The best advice I can suggest to avoid-is-to-look on the top features that was selected by your model (say Top 20, 50 ). Do they make some sort of intuitive sense? If not, potentially your need to look into them further to identify if their are some information leakage occurring.
Label randomisation
A Nice method to help with the feature selection leakage are to completely randomly shuffle your training labels right at t He start of your data processing pipeline.

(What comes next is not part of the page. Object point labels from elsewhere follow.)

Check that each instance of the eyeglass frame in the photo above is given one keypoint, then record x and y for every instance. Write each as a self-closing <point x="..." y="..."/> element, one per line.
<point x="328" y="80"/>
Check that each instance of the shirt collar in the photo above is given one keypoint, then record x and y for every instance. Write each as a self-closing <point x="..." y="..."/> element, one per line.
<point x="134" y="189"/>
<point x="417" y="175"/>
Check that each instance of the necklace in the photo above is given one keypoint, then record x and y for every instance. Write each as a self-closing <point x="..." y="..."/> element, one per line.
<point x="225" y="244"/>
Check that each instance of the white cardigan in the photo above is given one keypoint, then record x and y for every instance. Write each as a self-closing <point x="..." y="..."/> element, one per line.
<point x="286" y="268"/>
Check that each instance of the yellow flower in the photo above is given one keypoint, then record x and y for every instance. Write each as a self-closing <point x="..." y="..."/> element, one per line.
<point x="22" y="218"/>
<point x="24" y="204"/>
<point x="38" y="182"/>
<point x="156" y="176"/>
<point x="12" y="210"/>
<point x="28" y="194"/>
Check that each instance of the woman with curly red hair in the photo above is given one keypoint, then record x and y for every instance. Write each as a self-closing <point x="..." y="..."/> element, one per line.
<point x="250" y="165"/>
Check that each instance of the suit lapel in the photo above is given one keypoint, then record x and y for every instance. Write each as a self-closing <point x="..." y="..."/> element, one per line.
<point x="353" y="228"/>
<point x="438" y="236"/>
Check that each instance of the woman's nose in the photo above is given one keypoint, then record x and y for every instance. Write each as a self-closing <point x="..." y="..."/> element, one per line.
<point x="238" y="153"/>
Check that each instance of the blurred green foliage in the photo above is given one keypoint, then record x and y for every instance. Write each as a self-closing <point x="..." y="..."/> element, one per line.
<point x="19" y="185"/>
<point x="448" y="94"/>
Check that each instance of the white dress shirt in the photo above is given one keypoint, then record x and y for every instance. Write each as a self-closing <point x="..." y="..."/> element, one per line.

Once you get to cross validation, if your model says it has some sort of signal (a AUC > 0.5 for instance) and you have P Robably leaked information somewhere along the line.
Human-loop overfitting
This is a bit of a subtle one. Essentially when picking "what parameters" to "use," what features to include, it should all is done by the your program. You should is able to run it end-to-end to perform all the modelling and performance estimates.
It is OK-to-be-a bit more "hands-on" initially when exploring different ideas. However your final "production" model should remove the human element as much as possible. You shouldn ' t be hard-coding parameter settings.
I have also seen this occurring when particular examples is hard-to-predict and the modeller decides to just exclude thes E. Obviously this should is done.
Non-stationary Distributions
Does your training data contain all the possible cases? Or could it be biased? Could The potential labels?
Say For example your build a handwritten digit classifier trained on the the MNIST database. You can classify between the numbers 0-9. Then someone gives your handwritten digits in Thai:
How would would your classifier behave? Possibly need to obtain handwritten digits for other languages, or any of the category that could incorporate non W Estern Arabic numerals.
Sampling
Potentially, your training data may has gone through some sort of sampling procedure before you were provided it. One significant danger here is the this was sampling with replacement and you end up with repeated data points in both th E train and test set. This would cause your performance to be over-estimated.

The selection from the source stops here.